Víctor Coto

Personal information
- Full name: Víctor Miguel Coto Ortega
- Date of birth: 29 September 1990 (age 35)
- Place of birth: Limón, Costa Rica
- Height: 1.80 m (5 ft 11 in)
- Position: Striker

Team information
- Current team: Geylang International
- Number: 16

Youth career
- Deportivo Saprissa
- Cisco Roma

Senior career*
- Years: Team / Apps / (Gls)
- 2008–2009: Sliema Wanderers / 9 / (2)
- 2010: Gimnasia Jujuy / 19 / (0)
- 2011: Zeyar Shew Myay
- 2012: Persijap Jepara /  / (1)
- 2013–2014: UCR / 47 / (5)
- 2015–2016: Zeyar Shew Myay / 22 / (7)
- 2017: Geylang International / 22 / (5)

= Víctor Coto =

Costa Rican footballer (born 1990)

Víctor Miguel Coto Ortega (born 29 September 1990, in Limón, Costa Rica) is a Costa Rican footballer.

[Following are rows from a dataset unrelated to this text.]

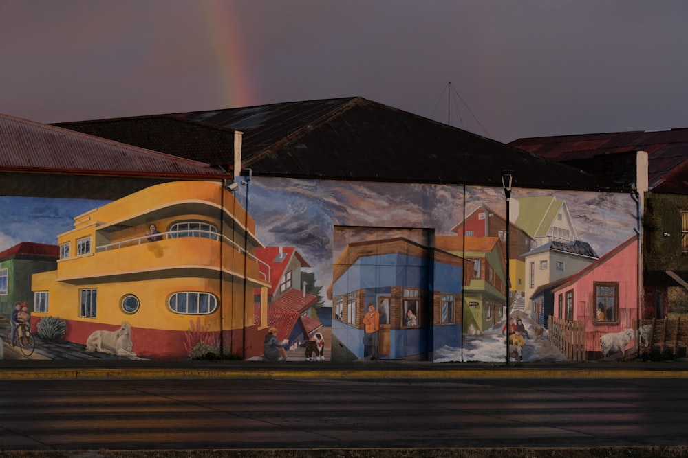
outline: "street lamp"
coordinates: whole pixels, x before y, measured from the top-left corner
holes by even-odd
[[[513,179],[513,170],[502,171],[502,185],[506,198],[506,364],[509,363],[509,200]]]

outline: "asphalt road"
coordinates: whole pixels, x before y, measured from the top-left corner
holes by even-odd
[[[688,444],[669,378],[0,380],[0,449]]]

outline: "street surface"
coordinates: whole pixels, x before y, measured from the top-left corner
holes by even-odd
[[[0,380],[0,449],[688,443],[681,378]]]

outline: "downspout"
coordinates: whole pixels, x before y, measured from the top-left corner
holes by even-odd
[[[641,307],[643,306],[643,250],[641,247],[643,238],[641,237],[641,219],[642,218],[641,209],[641,199],[640,194],[638,191],[634,190],[631,192],[631,198],[632,198],[636,203],[636,227],[633,228],[633,230],[636,233],[636,236],[638,238],[638,268],[637,270],[637,277],[638,277],[638,299],[637,299],[637,306],[636,307],[636,357],[639,356],[641,353],[641,345],[639,339],[638,339],[638,331],[641,328]]]
[[[461,259],[462,263],[464,265],[464,268],[461,269],[461,275],[463,278],[461,279],[461,360],[464,360],[464,345],[465,343],[465,339],[464,336],[466,335],[466,329],[464,328],[464,316],[466,314],[464,313],[464,302],[466,301],[466,185],[464,185],[464,231],[462,234],[461,240]],[[456,313],[456,311],[454,311]]]
[[[248,175],[244,175],[246,179],[241,181],[242,185],[246,185],[246,194],[245,199],[245,204],[244,206],[244,301],[242,301],[243,306],[243,316],[241,321],[244,321],[246,317],[246,301],[248,300],[248,190],[250,187],[251,178],[253,176],[253,169],[246,168],[241,170],[241,174],[244,174],[245,172],[248,172]],[[250,292],[250,295],[252,297],[251,301],[252,306],[251,309],[252,310],[255,305],[253,304],[255,299],[252,299],[253,292]],[[246,326],[248,325],[247,323],[244,323],[244,325],[241,326],[241,347],[244,351],[244,357],[246,358]]]
[[[640,356],[640,341],[638,331],[641,325],[641,311],[645,306],[645,286],[643,283],[644,260],[643,257],[643,217],[645,212],[645,194],[649,190],[649,160],[647,153],[638,151],[636,153],[636,189],[631,192],[631,198],[636,203],[636,228],[638,237],[638,306],[636,320],[636,355]]]

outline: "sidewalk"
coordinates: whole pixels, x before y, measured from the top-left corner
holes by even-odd
[[[505,363],[429,361],[0,360],[0,379],[161,378],[682,378],[688,360]]]

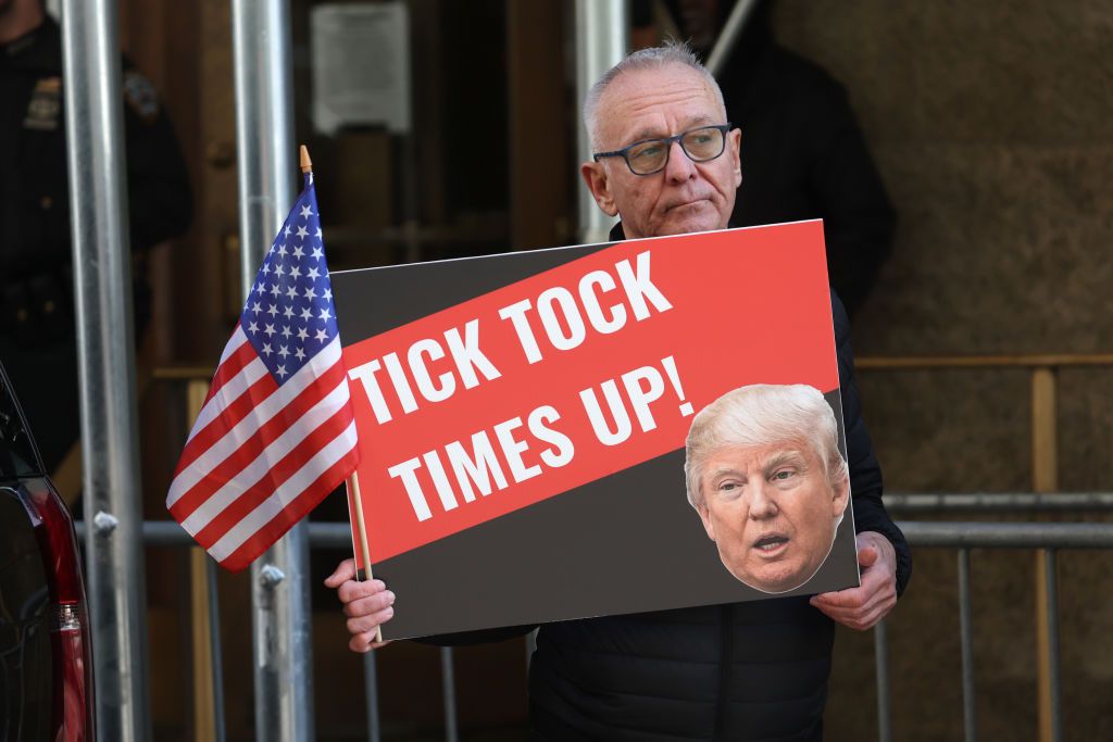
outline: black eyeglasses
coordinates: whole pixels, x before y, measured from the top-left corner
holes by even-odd
[[[630,172],[653,175],[663,170],[664,166],[669,164],[672,142],[679,141],[680,149],[684,150],[684,155],[692,162],[707,162],[722,155],[722,150],[727,146],[728,131],[730,131],[729,121],[719,126],[702,126],[698,129],[681,131],[672,137],[636,141],[629,147],[615,149],[613,152],[595,152],[593,157],[597,162],[604,157],[621,157],[627,161]]]

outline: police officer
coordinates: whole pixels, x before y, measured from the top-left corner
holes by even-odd
[[[0,0],[0,357],[51,471],[80,429],[61,75],[61,29],[42,0]],[[184,233],[193,206],[170,122],[126,59],[122,88],[141,330],[150,314],[146,251]]]

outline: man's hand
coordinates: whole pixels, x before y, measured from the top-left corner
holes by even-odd
[[[889,540],[875,531],[858,534],[861,586],[815,595],[811,604],[833,620],[866,631],[897,604],[897,554]]]
[[[344,560],[325,578],[325,586],[335,587],[344,604],[344,615],[348,617],[347,630],[352,634],[349,650],[362,654],[390,644],[390,641],[375,641],[380,624],[386,623],[394,615],[394,593],[386,590],[382,580],[356,582],[355,560]]]

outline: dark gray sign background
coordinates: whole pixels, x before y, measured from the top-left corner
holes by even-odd
[[[335,273],[341,337],[347,345],[357,343],[605,247]],[[840,421],[839,448],[845,456],[838,390],[826,398]],[[431,434],[431,447],[437,437]],[[719,561],[715,543],[684,496],[683,459],[683,449],[674,451],[374,564],[374,575],[397,596],[384,636],[406,639],[769,597],[738,582]],[[367,530],[374,541],[375,524],[368,523]],[[851,506],[819,573],[784,595],[857,584]]]

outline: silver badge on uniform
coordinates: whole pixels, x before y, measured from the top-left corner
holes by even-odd
[[[24,129],[37,131],[55,131],[58,129],[61,106],[62,80],[59,77],[47,77],[35,83],[31,91],[31,102],[27,106]]]

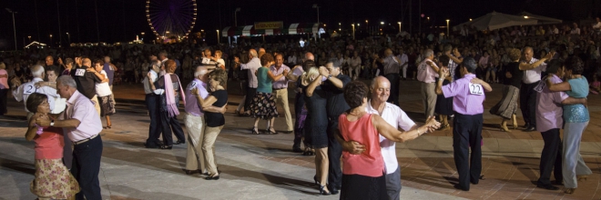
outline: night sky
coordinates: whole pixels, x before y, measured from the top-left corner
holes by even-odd
[[[566,2],[569,1],[565,0],[422,0],[421,2],[422,13],[430,16],[430,23],[444,25],[444,20],[449,18],[451,25],[453,25],[493,10],[506,14],[527,11],[564,20],[584,18],[592,11],[581,9],[587,9],[587,5],[590,7],[590,5],[586,4],[596,4],[588,3],[594,1],[582,1],[587,3],[581,3],[580,8],[566,5],[568,4]],[[95,2],[97,4],[99,32],[97,31]],[[326,23],[327,28],[338,29],[338,23],[341,23],[341,28],[348,29],[353,22],[361,23],[361,26],[364,27],[366,19],[369,20],[369,25],[376,25],[381,21],[396,25],[396,22],[401,21],[402,18],[403,29],[409,27],[408,0],[212,0],[197,1],[198,15],[193,32],[204,29],[208,33],[208,38],[216,38],[217,29],[234,25],[236,7],[241,9],[238,13],[239,25],[267,21],[283,21],[285,26],[292,23],[315,23],[317,10],[312,8],[313,4],[321,6],[320,21]],[[32,41],[50,43],[49,35],[52,35],[52,42],[58,43],[61,39],[59,19],[60,33],[65,45],[68,40],[66,33],[70,34],[72,43],[97,42],[98,33],[99,40],[107,43],[132,41],[136,38],[136,35],[140,35],[141,32],[146,34],[145,40],[154,39],[146,19],[145,7],[146,0],[3,0],[0,1],[0,8],[2,8],[0,50],[15,48],[12,15],[5,8],[17,12],[15,15],[16,43],[18,48],[23,48],[24,42],[29,44],[28,35],[31,35]],[[420,16],[419,0],[413,1],[413,26],[417,29]],[[580,10],[570,12],[575,9]],[[425,18],[423,20],[425,21]]]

He is the first Costa Rican to have ever played in the S.League.

==Club career==

Leaving Costa Rica aged 15 to start his youth career, Coto lived in Italy, during his time at Cisco Roma.

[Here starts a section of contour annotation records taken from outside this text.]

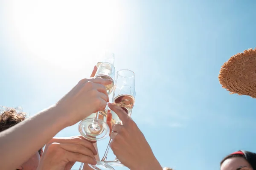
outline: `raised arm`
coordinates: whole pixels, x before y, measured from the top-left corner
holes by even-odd
[[[103,85],[111,82],[83,79],[54,106],[0,133],[1,170],[15,169],[60,130],[104,110],[109,99]]]

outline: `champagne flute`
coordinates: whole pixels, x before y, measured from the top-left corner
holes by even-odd
[[[113,88],[113,78],[115,77],[115,56],[113,53],[105,51],[100,55],[99,61],[96,65],[97,72],[94,77],[110,79],[113,83],[106,85],[106,90],[109,95]],[[102,66],[100,67],[102,64]],[[103,139],[107,136],[109,132],[109,127],[106,124],[108,106],[104,111],[100,111],[92,114],[81,121],[79,125],[79,130],[86,139],[96,141]],[[88,125],[88,124],[90,125]],[[79,170],[81,170],[84,165],[81,162]]]
[[[107,92],[109,95],[113,88],[113,78],[115,68],[108,62],[100,65],[95,77],[100,77],[111,80],[112,82],[105,85]],[[107,106],[106,107],[107,108]],[[79,130],[83,136],[91,141],[102,139],[107,137],[109,133],[109,127],[106,123],[107,109],[91,114],[82,120],[79,125]]]
[[[113,90],[113,102],[122,108],[129,116],[131,115],[132,108],[135,103],[135,85],[134,73],[129,70],[121,70],[117,72],[115,88]],[[110,123],[122,124],[122,121],[113,110],[111,110],[112,119]],[[102,159],[100,162],[97,161],[95,165],[89,164],[92,168],[96,170],[111,170],[114,169],[111,166],[124,166],[118,159],[107,161],[107,158],[109,150],[110,139]]]

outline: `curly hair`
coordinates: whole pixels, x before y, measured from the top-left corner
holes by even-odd
[[[165,167],[163,169],[163,170],[174,170],[172,168],[171,168],[170,167]]]
[[[25,120],[27,114],[18,108],[2,107],[0,114],[0,132],[14,126]],[[41,149],[38,150],[41,155]]]
[[[17,109],[3,107],[5,109],[0,115],[0,132],[6,130],[26,118],[26,113],[18,112]]]

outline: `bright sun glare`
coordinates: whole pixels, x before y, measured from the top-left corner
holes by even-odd
[[[6,3],[8,33],[13,41],[29,54],[27,57],[58,67],[95,64],[92,56],[94,51],[108,48],[114,40],[121,15],[118,1]]]

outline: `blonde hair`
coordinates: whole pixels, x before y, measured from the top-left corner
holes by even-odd
[[[171,168],[170,167],[165,167],[163,169],[163,170],[174,170],[172,168]]]

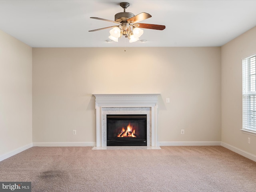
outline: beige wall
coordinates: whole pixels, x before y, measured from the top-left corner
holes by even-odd
[[[159,142],[220,141],[220,47],[33,48],[33,141],[95,142],[92,94],[124,93],[162,94]]]
[[[0,157],[32,143],[32,48],[0,30]]]
[[[223,142],[256,155],[256,136],[242,133],[242,59],[256,54],[256,27],[221,47]],[[250,144],[248,138],[250,138]]]

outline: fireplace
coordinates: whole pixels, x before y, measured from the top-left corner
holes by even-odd
[[[96,147],[94,149],[107,149],[107,115],[126,114],[146,114],[146,147],[148,149],[160,148],[157,146],[157,101],[160,94],[93,95],[95,96],[96,110]],[[116,147],[108,147],[109,148]]]
[[[107,146],[146,146],[147,115],[107,115]]]

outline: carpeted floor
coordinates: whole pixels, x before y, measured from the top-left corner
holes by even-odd
[[[256,191],[256,162],[220,146],[156,150],[34,147],[0,162],[32,192]]]

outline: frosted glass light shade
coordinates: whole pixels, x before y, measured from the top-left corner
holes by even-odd
[[[115,37],[116,38],[118,38],[120,37],[120,32],[121,30],[120,30],[120,29],[119,28],[115,27],[111,30],[109,31],[109,33],[112,36]]]
[[[134,38],[140,38],[144,32],[142,29],[140,29],[138,27],[135,27],[134,28],[132,32],[133,32],[133,35],[134,36]]]

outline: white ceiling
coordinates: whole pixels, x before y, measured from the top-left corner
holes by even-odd
[[[119,4],[135,15],[152,17],[140,22],[165,25],[164,30],[143,29],[130,43],[123,36],[107,43],[115,25],[90,18],[114,20]],[[223,45],[256,26],[256,0],[0,0],[0,29],[32,47],[215,46]]]

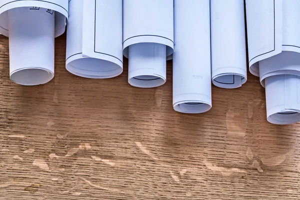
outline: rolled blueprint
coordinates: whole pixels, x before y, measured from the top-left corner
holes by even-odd
[[[266,88],[273,124],[300,122],[299,6],[298,0],[246,0],[250,70]]]
[[[70,0],[66,70],[88,78],[110,78],[121,74],[122,28],[122,0]]]
[[[174,4],[173,106],[204,112],[212,108],[210,0]]]
[[[54,77],[54,38],[64,32],[68,0],[0,2],[0,33],[10,38],[10,75],[23,85]]]
[[[239,88],[247,80],[244,0],[211,0],[212,77],[215,86]]]
[[[166,82],[166,58],[174,48],[173,0],[124,0],[123,53],[128,82],[153,88]]]

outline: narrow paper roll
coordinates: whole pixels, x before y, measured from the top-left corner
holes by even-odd
[[[82,77],[106,78],[123,71],[122,0],[70,2],[66,68]]]
[[[223,88],[247,80],[244,0],[211,0],[212,76]]]
[[[0,34],[10,37],[10,75],[26,86],[54,76],[54,38],[64,32],[68,0],[0,2]]]
[[[8,10],[10,71],[13,82],[33,86],[54,78],[54,14],[42,8]]]
[[[210,0],[174,3],[173,107],[184,113],[206,112],[212,108]]]
[[[129,84],[144,88],[163,84],[166,75],[166,45],[156,43],[138,43],[130,46]]]
[[[166,79],[162,62],[172,58],[174,46],[173,0],[124,0],[123,17],[129,84],[140,88],[163,84]]]
[[[300,122],[300,76],[293,74],[295,70],[284,70],[300,68],[300,54],[282,52],[259,62],[260,71],[270,72],[260,78],[266,87],[268,120],[278,124]]]
[[[276,75],[265,82],[268,120],[277,124],[300,122],[300,77]]]

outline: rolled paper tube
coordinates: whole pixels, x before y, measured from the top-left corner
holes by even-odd
[[[173,107],[187,114],[212,108],[210,0],[175,0]],[[201,20],[194,22],[195,18]]]
[[[294,74],[300,69],[300,54],[284,51],[260,61],[259,66],[260,71],[269,72],[262,79],[268,120],[278,124],[300,122],[300,76]]]
[[[124,0],[123,16],[128,83],[139,88],[164,84],[174,46],[173,0]]]
[[[10,79],[23,85],[54,77],[55,12],[18,8],[8,11]]]
[[[139,88],[160,86],[166,80],[166,46],[138,43],[129,46],[128,82]]]
[[[66,68],[80,76],[106,78],[123,71],[122,0],[70,2]]]
[[[265,82],[268,120],[277,124],[300,122],[300,77],[276,75]]]
[[[212,76],[220,88],[239,88],[247,80],[244,0],[210,0]]]

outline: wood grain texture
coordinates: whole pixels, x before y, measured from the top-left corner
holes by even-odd
[[[0,36],[0,200],[300,199],[300,124],[266,120],[264,90],[212,88],[212,108],[184,114],[168,82],[130,86],[65,70],[66,35],[56,40],[56,75],[36,86],[9,78]],[[198,86],[200,87],[201,86]]]

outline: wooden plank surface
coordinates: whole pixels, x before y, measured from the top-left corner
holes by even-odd
[[[268,122],[258,78],[213,86],[210,111],[184,114],[171,62],[166,84],[134,88],[127,60],[114,78],[70,74],[65,46],[53,80],[24,86],[0,36],[0,200],[300,199],[300,126]]]

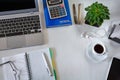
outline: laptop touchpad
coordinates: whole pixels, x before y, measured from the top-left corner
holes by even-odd
[[[7,38],[8,48],[18,48],[26,46],[25,36],[13,36]]]

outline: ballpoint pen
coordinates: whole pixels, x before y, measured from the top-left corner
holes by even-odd
[[[73,18],[74,18],[74,22],[75,24],[77,24],[77,13],[76,13],[76,7],[75,4],[73,4]]]
[[[43,57],[43,61],[45,63],[45,67],[46,67],[46,69],[48,71],[49,76],[52,76],[52,71],[50,69],[50,66],[49,66],[49,63],[47,61],[47,57],[46,57],[45,53],[42,53],[42,57]]]
[[[0,66],[3,66],[5,64],[10,64],[12,70],[14,71],[15,80],[20,80],[20,71],[17,69],[15,64],[12,61],[6,61],[4,63],[1,63]]]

He has played in Europe and Asia had a spell at Argentine second division outfit Gimnasia Jujuy who released him in December 2011.

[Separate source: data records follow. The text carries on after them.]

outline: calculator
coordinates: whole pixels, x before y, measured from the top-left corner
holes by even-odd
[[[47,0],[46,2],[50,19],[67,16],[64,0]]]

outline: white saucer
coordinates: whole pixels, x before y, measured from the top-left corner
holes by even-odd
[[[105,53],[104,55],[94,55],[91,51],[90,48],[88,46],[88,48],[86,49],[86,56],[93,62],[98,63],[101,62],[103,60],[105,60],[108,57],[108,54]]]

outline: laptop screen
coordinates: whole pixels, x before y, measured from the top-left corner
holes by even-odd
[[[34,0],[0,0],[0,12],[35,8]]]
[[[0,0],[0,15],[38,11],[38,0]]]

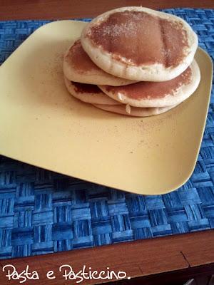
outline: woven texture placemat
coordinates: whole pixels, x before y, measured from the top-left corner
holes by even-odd
[[[165,11],[186,20],[213,59],[214,10]],[[48,22],[0,22],[0,63]],[[130,194],[0,156],[0,259],[214,228],[213,102],[194,173],[170,194]]]

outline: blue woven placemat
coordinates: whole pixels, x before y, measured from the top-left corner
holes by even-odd
[[[214,10],[168,9],[214,57]],[[0,63],[46,21],[0,22]],[[172,193],[142,196],[0,157],[0,259],[214,228],[214,104],[191,178]]]

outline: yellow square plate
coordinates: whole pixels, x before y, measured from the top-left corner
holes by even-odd
[[[86,23],[61,21],[36,30],[0,68],[0,153],[130,192],[155,195],[190,176],[210,100],[212,61],[201,49],[197,91],[165,114],[109,113],[73,99],[63,54]]]

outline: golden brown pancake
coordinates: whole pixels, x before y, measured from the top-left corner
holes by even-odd
[[[108,96],[136,107],[165,107],[178,104],[188,98],[200,82],[195,61],[180,76],[168,81],[138,82],[127,86],[99,86]]]
[[[64,81],[70,94],[83,102],[90,103],[91,104],[120,104],[118,101],[116,101],[103,93],[96,85],[72,82],[65,76]]]
[[[81,43],[105,71],[138,81],[172,79],[191,63],[198,38],[173,15],[125,7],[98,16],[83,29]]]
[[[80,40],[76,41],[64,56],[63,73],[71,81],[87,84],[119,86],[136,82],[117,78],[98,68],[84,51]]]

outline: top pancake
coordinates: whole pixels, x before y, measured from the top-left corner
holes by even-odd
[[[182,19],[143,7],[104,13],[81,33],[92,61],[108,73],[138,81],[172,79],[191,63],[198,37]]]
[[[98,68],[84,51],[80,40],[76,41],[66,53],[63,68],[68,79],[81,83],[120,86],[136,82],[117,78]]]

Coto played the 2014 Verano for Costa Rican primera division side UCR.

Penning a one-year contract with Geylang International in February 2017, the striker scored three goals in pre-season for the Singaporean team, registering his first competitive goal for the Eagles in a 1–1 tie with Warriors FC in the S.League.

Persija Jakarta were rumored to have shown interest in buying him for the 2016 Indonesia Soccer Championship A.